Karanlıklardan aydınlığa
ABDULLAH YILDIZ
"Kısa Sûreler" derslerimiz Felak ve Nâs sureleri ile sona eriyor. Bu iki sûreye 'iki koruyucu' anlamında "muavvizeteyn" ve 'şirkten uzaklaştıranlar' anlamında "mukaşkışeteyn" de denir. Bu sûrelerin şifa maksadıyla okunduğuna dair hadisler vardır. "Felak" kelimesi, 'sabah' manasına geldiği gibi 'yarmak' manasına da gelir. Mekke'de inen Felak suresi mealen şöyledir:
"Rahmân Rahîm Allah'ın adıyla. 1- De ki: Ben ağaran sabahın Rabbine sığınırım; 2- Yarattığı şeylerin şerrinden, 3- Karanlığı çöktüğü zaman gecenin şerrinden, 4- Ve düğümlere üfürüp büyü yapan üfürükçülerin şerrinden, 5- Ve kıskandığı vakit kıskanç kişinin şerrinden."

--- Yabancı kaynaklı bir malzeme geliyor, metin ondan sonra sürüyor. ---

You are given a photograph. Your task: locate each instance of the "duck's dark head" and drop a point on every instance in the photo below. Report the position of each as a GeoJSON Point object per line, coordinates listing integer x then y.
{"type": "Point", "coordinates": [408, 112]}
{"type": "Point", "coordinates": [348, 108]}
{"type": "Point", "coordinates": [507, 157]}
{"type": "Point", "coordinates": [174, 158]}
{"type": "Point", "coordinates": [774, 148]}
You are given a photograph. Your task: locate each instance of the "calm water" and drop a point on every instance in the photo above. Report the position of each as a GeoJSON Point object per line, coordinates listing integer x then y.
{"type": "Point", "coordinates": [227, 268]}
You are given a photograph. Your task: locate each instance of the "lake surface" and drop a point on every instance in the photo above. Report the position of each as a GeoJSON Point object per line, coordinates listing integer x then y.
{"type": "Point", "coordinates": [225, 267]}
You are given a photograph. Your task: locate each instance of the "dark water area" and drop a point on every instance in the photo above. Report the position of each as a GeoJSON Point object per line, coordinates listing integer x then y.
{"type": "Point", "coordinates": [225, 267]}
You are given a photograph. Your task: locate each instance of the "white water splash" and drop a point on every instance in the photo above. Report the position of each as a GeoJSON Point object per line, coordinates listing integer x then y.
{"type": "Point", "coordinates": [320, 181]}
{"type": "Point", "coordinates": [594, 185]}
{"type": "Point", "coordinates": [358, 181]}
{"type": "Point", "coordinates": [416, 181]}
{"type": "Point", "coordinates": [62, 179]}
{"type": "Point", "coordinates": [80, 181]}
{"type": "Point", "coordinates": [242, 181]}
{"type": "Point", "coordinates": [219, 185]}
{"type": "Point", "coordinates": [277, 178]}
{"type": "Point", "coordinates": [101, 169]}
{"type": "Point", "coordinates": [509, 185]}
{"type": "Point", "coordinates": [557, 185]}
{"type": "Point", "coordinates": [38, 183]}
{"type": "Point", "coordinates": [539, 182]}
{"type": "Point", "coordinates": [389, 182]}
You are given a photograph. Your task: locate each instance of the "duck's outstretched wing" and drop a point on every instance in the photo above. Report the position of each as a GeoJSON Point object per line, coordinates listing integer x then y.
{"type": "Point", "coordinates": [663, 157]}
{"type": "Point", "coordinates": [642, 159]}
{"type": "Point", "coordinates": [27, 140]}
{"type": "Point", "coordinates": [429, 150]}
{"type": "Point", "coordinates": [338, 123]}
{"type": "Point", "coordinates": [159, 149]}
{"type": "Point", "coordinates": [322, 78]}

1. ayette geçen "felak" kelimesi, sözlükte 'yarıp çıkarmak' demektir. Burada, çoğunluğun görüşüne göre, 'gecenin karanlığının yarılmasıyla ortaya çıkan sabah vakti' manasına gelir. Rabbimiz kendisi için"Fâliku'l-isbâh" (Gecenin karanlığını yarıp sabahı çıkaran) sıfatını kullanmıştır (En'âm, 6/96). Buna göre, "Rabbü'l-felak" terkibi, 'Sabah'ın Rabbi' demek olup, sûre, karanlıklardan aydınlığa çıkmak, zor durumlardan rahatlığa erişmek için aydınlığın yaratıcısı ve hakikatin her şekildeki idrakinin kaynağı yüce Allah'a (c.c.) sığınmayı ve hakikatin peşinden koşmayı emretmektedir. "Felak" ile Allah'ın yarıp ortaya çıkardığı her şey ve kâinatın yokluk alanından belki bir patlamayla ilk yaratılışı da kastedilmiş olabilir; gecenin karanlığını yarıp sabahı çıkardığı gibi, yeryüzünü yararak orada nice ürünler, dağları parçalayarak ondan gözeler, nehirler, madenler çıkarması, bulutları yararak onlardan yağmurlar yağdırması… İşte bu muazzam işleri yapan sonsuz kudret ve azamet sahibi Allah'a her türlü şerden sığınmak, kullar için selamet, emniyet ve saadet vesilesidir. Sığınılacak şeylere gelince:
2. ayette "Bütün yarattıklarının şerrinden" denerek öncelikle çok genel bir ifade kullanıldı. Çünkü Allah'tan başka bu ifadenin kapsamına girmeyecek hiçbir varlık kalmamaktadır; dolayısıyla maddî ve manevî, dünyevî ve uhrevî, dış âlemde veya kişinin kendi nefsinde, tabiî ve ihtiyarî her türlü şerri kapsamaktadır. Bu ayetten sonrakiler hiç zikredilmemiş bile olsaydı, yine de ayrıca sayılanlar da dâhil bütün yaratıkların şerrinden Rabbimize sığınmış olacaktık. Fakat zararlarının büyüklüğüne dikkat çekmek üzere, bu genel ifadeden sonra özel olarak üç şeyin önemi vurgulandı:
3. ayet: "Karanlığı çöktüğü zaman gecenin (ğâsıg) şerrinden": "Ğâsıg" kelimesine, 'soğuk, Süreyya yıldızı, güneş, ay, yılan ve zarar veren her şey' manalarının yanında daha çok 'gece' anlamı verilmiştir. Gecenin içinde barındırdığı pek çok kötülük vardır. Öncelikle karanlık görüntüsü, korku ve dehşet vericidir. Vahşi hayvanlar yuvalarından, haşeratlar yerlerinden geceleyin çıkarlar. Hırsızlar, düşmanlar ve suçlular o vakit hücuma geçerler. "Çöken karanlık" mecazi anlamda zulüm, cehalet, karanlık düşünce ve duygular olarak da anlaşılabilir. Bütün bunların şerrinden korunmak için de yüce Allah'a (c.c.) sığınmamız gerekir.